Guterres condena ataque russo contra Kyiv e pede desescalada urgente
Em conferência de imprensa, o porta-voz de Guterres afirmou que o líder das Nações Unidas "condena fortemente o ataque" que matou e feriu dezenas de civis e causou extensos danos a infraestruturas residenciais.
"Este é mais um exemplo trágico do padrão alarmante de escalada de ataques contra áreas povoadas. Posso afirmar que o secretário-geral continua profundamente preocupado com a contínua escalada deste conflito, incluindo em território da Federação Russa", disse Stéphane Dujarric, na sede da ONU, em Nova Iorque.
O autarca de Kiev, Vitali Klitschko, elevou o número de mortos para 17 e o de feridos para 41 nos ataques lançados hoje pelas Forças Armadas Russas contra a capital ucraniana, que nas últimas semanas tem sido alvo de uma das ondas de ataques mais intensas desde o início da invasão em fevereiro de 2022.
Em 21 de agosto será dia de luto em Kiev em memória das vítimas, decretou o autarca.
Os ataques causaram incêndios, que já foram extintos, e danificaram prédios residenciais, um centro médico infantil e uma escola em Solomianski, disse Klitschko.

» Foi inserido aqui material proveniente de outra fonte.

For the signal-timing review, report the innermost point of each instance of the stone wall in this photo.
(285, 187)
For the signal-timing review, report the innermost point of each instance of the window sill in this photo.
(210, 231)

Guterres recordou hoje que os ataques contra civis e infraestruturas civis "são uma clara violação do direito internacional humanitário, onde quer que ocorram", e devem cessar imediatamente.
"O secretário-geral reitera o seu apelo a uma desescalada urgente, que conduza a um cessar-fogo total, imediato e incondicional e a uma paz justa, sustentável e abrangente, em conformidade com o direito internacional, incluindo a Carta das Nações Unidas e todas as resoluções relevantes das Nações Unidas", disse Dujarric.
Já o subsecretário-geral da ONU para os Assuntos Humanitários, Tom Fletcher, permanece em Kiev e disse estar impressionado com mais uma noite mortal para os civis, com casas, hospitais e uma escola atingidos por ataques aéreos russos.
"O número contínuo de vítimas civis deveria indignar-nos a todos", afirmou.
Em Kiev, Fletcher reuniu-se hoje com altos funcionários ucranianos, incluindo Andrii Sybiha, ministro dos Negócios Estrangeiros, a quem dirigiu condolências pelos ataques.
Na sequência dos ataques, o Presidente ucraniano, Volodymyr Zelensky, afirmou que a onda de ataques russos foi preparada "há muito tempo" e envolveu uma combinação significativa de diferentes tipos de mísseis balísticos, mísseis de cruzeiro e drones, "com o objetivo de causar o maior dano possível nas infraestruturas civis".
"Há destruição em Kiev e na região circundante, bem como nas regiões de Odessa e Chernihiv", lamentou Zelensky numa publicação nas redes sociais, na qual compartilhou imagens das consequências dos bombardeamentos.
"Infelizmente, enquanto Moscovo investe em mísseis balísticos e na escalada do conflito, esses ataques nem sempre recebem a resposta que merecem do mundo", acrescentou.
O líder ucraniano elevou nos últimos meses o tom das queixas sobre o que considera uma resposta insuficiente dos seus parceiros no fornecimento de armas e equipamentos necessários para repelir o aumento dos ataques russos ao seu país.